Gesù non ha spiegato il male ma l’ha combattuto

PENSIERO PER DOMENICA – QUARTA DI QUARESIMA – 19 MARZO

In questa domenica, reso il debito omaggio ai papà, nella festa di san Giuseppe, merita fermarsi solo sul Vangelo (Gv 9,1-41). È un racconto molto lungo, una sorta di parabola in azione, un racconto animato, che da un lato tratteggia il carattere di Gesù, “luce del mondo”, dall’altro sottolinea la fede del malato guarito e la malafede dei farisei.

Gesù non ha spiegato il male ma l’ha combattuto
La guarigione del cieco nato, particolare di un sarcofago, arte paleocristiana del III secolo, Museo nazionale di Roma.

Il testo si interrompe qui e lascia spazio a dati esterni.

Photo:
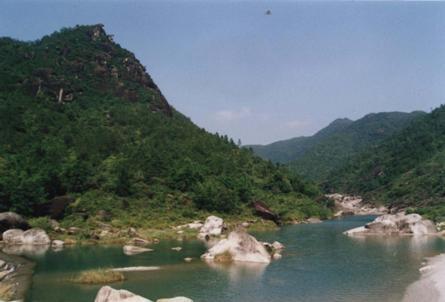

Il male, mistero irrisolto. Di fronte al cieco, Gesù viene interpellato dai discepoli con una domanda tipica dell’epoca: «Chi ha peccato: lui o i genitori?». Una malattia congenita in un bambino è sempre un dramma. In un contesto religioso che considerava la malattia un castigo di Dio per qualche colpa commessa (Salmo 38,1-3), l’unica soluzione era la tesi secondo cui «le colpe dei padri e delle madri ricadono sui figli». Contro questa credenza si erano mossi oltre 500 anni prima, alcuni profeti come Geremia (31,29-30) ed Ezechiele (18,2). La domanda che i discepoli pongono a Gesù evidenzia come certe convinzioni siano difficili da sradicare. Gesù, dopo aver preso le distanze dalla tesi antica – «Né lui, né i suoi genitori!» – non va oltre. Ci sono domande a cui Gesù non ha risposto: quella sull’origine del male è una. Il male rimane un mistero irrisolto: Gesù non l’ha spiegato; l’ha combattuto e vinto.

Non è facile credere, nemmeno in presenza di un miracolo. Ecco la perplessità di quanti conoscevano il cieco, fino all’ipotesi che il guarito sia un sosia o addirittura che si trattasse di un falso invalido, come quelli che ogni tanto vengono scoperti anche oggi: “ciechi” alla guida di auto! Il miracolato gioisce e basta: non gli servono tante spiegazioni. In lui c’è la fede gioiosa dei semplici. Opposto l’atteggiamento delle autorità farisaiche che instaurano un vero e proprio processo-trappola, con due interrogatori dell’ex cieco, inframmezzati dall’interrogatorio dei suoi genitori. Essi ripropongono la tesi popolare secondo cui Dio concede favori ai giusti, come ricompensa delle loro buone azioni, dimenticando la tesi, qui riproposta da Gesù: la salvezza è un dono gratuito di Dio.

La fede vera non è credere nei miracoli, ma in Gesù. La fede nasce dalla Parola – «colui che parla con te è proprio lui» – è una relazione d’amore personale. Può nascere anche da una lettura non preconcetta dei fatti. Questo fa sì che a volte, come nel Vangelo, la situazione si ribalti: coloro che avevano cacciato dalla sinagoga il cieco sono accusati di cecità, mentre il cieco guarito accede alla fede. Le relazioni interpersonali sono lo spazio della libertà.